Real Progressives Condemn Obamacare
By Bronwyn's Harbor on December 20, 2009 at 8:30 AM in Current Affairs
This disturbing analysis comes from the sharp liberal and civil libertarian blogger, Glenn Greenwald, in his Common Dreams essay, cynically titled “White House as Helpless Victim on Health Care“:
What remains [after cuts to the Obamacare bill] is a politically distastrous and highly coercive "mandate" gift to the health insurance industry, described perfectly by Digby:
Obama can say that you’re getting a lot, but also saying that it "covers everyone," as if there’s a big new benefit is a big stretch. Nothing will have changed on that count except changing the law to force people to buy private insurance if they don’t get it from their employer. I guess you can call that progressive, but that doesn’t make it so. In fact, mandating that all people pay money to a private interest isn’t even conservative, free market or otherwise. It’s some kind of weird corporatism that’s very hard to square with the common good philosophy that Democrats supposedly espouse.
Nobody’s "getting covered" here.
After all, people are already "free" to buy private insurance and one must assume they have reasons for not doing it already. Whether those reasons are good or bad won’t make a difference when they are suddenly forced to write big checks to Aetna or Blue Cross that they previously had decided they couldn’t or didn’t want to write.
Indeed, it actually looks like the worst caricature of liberals: taking people’s money against their will, saying it’s for their own good — and doing it without even the cover that FDR wisely insisted upon with social security, by having it withdrawn from paychecks. People don’t miss the money as much when they never see it.
In essence, this re-inforces all of the worst dynamics of Washington. The insurance industry gets the biggest bonanza imaginable in the form of tens of millions of coerced new customers without any competition or other price controls. Progressive opinion-makers, as always, signaled that they can and should be ignored (don’t worry about us — we’re announcing in advance that we’ll support whatever you feed us no matter how little it contains of what we want and will never exercise raw political power to get what we want; make sure those other people are happy but ignore us). Most of this was negotiated and effectuated in complete secrecy, in the sleazy sewers populated by lobbyists, industry insiders, and their wholly-owned pawns in the Congress. And highly unpopular, industry-serving legislation is passed off as "centrist," the noblest Beltway value.

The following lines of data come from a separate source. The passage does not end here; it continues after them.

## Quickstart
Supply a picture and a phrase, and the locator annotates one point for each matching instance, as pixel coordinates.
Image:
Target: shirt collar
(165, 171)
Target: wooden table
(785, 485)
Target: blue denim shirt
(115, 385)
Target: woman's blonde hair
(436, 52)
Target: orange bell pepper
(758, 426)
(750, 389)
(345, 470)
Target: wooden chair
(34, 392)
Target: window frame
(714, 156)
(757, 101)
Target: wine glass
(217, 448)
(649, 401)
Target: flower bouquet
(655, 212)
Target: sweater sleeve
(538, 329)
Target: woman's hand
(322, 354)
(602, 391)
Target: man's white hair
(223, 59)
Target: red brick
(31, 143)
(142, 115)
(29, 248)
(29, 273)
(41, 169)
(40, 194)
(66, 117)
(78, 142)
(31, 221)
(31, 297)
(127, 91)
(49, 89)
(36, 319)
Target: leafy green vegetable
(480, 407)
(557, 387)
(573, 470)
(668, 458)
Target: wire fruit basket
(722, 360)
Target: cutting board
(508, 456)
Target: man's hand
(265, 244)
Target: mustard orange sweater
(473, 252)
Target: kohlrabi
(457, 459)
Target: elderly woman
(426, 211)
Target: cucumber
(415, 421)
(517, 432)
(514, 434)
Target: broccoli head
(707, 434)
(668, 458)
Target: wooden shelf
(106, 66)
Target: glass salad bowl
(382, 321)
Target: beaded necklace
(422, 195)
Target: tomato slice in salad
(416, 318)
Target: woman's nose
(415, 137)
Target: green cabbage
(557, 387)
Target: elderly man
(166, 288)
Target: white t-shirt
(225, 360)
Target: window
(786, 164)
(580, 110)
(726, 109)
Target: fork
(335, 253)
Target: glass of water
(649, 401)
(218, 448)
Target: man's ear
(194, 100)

Looked at from the narrow lens of health care policy, there is a reasonable debate to be had among reform advocates over whether this bill is a net benefit or a net harm. But the idea that the White House did what it could to ensure the inclusion of progressive provisions — or that they were powerless to do anything about it — is absurd on its face. Whatever else is true, the overwhelming evidence points to exactly what Sen. Feingold said yesterday: "This bill appears to be legislation that the president wanted in the first place."

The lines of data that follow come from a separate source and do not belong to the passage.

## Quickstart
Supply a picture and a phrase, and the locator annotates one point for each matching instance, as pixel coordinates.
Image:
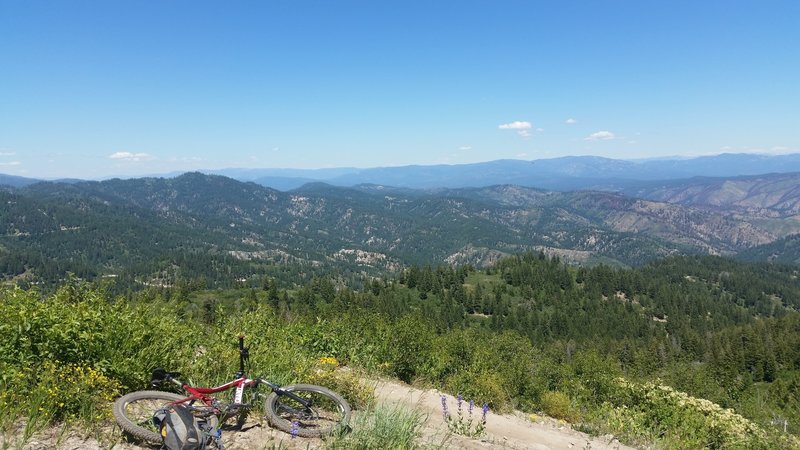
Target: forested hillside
(655, 355)
(216, 230)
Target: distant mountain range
(196, 224)
(560, 174)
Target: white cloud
(516, 125)
(128, 156)
(600, 136)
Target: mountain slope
(224, 229)
(771, 195)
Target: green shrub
(385, 426)
(558, 405)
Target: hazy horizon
(94, 90)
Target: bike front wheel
(326, 413)
(134, 413)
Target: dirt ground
(506, 431)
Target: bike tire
(328, 414)
(134, 413)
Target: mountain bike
(303, 410)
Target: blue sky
(92, 89)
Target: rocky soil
(503, 431)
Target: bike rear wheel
(134, 413)
(327, 413)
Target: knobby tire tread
(286, 426)
(133, 429)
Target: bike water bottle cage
(160, 375)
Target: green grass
(384, 426)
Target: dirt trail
(506, 431)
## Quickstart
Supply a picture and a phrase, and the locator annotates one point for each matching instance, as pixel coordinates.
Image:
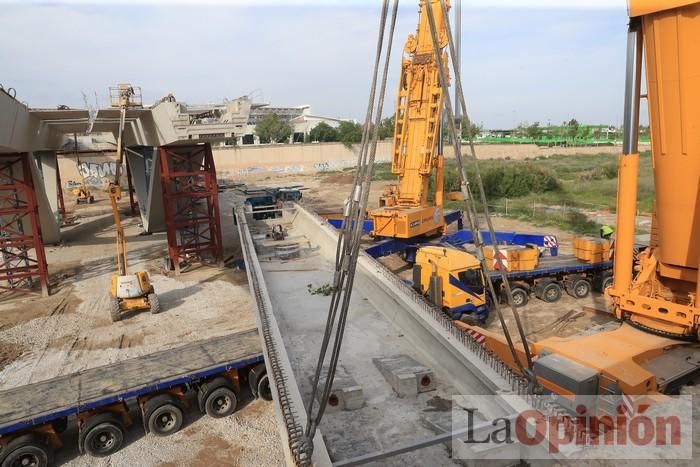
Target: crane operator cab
(453, 280)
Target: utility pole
(458, 52)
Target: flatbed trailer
(555, 274)
(33, 416)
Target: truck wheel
(26, 450)
(163, 416)
(102, 435)
(602, 281)
(579, 288)
(221, 402)
(551, 292)
(520, 297)
(114, 309)
(154, 302)
(607, 282)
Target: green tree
(534, 131)
(349, 133)
(387, 129)
(270, 129)
(572, 128)
(324, 133)
(476, 130)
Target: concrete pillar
(145, 173)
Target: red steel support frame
(191, 204)
(23, 260)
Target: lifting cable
(350, 234)
(470, 207)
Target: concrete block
(345, 394)
(405, 375)
(486, 455)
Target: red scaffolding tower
(191, 204)
(23, 261)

Of course. Glenn, with all respect to your brilliantly-described reasoning above, you’re ascribing motives to Obama that he doesn’t have. While he may be willing to be a corporatist because, after all, that’s where the most campaign money is to be found, Obama doesn’t believe in anything except going down in history as the most productive president since FDR. Digby, you’re a progressive blogger who can’t be had. Thank god there are free-thinking liberals like you who are willing to speak the truth on Obamacare.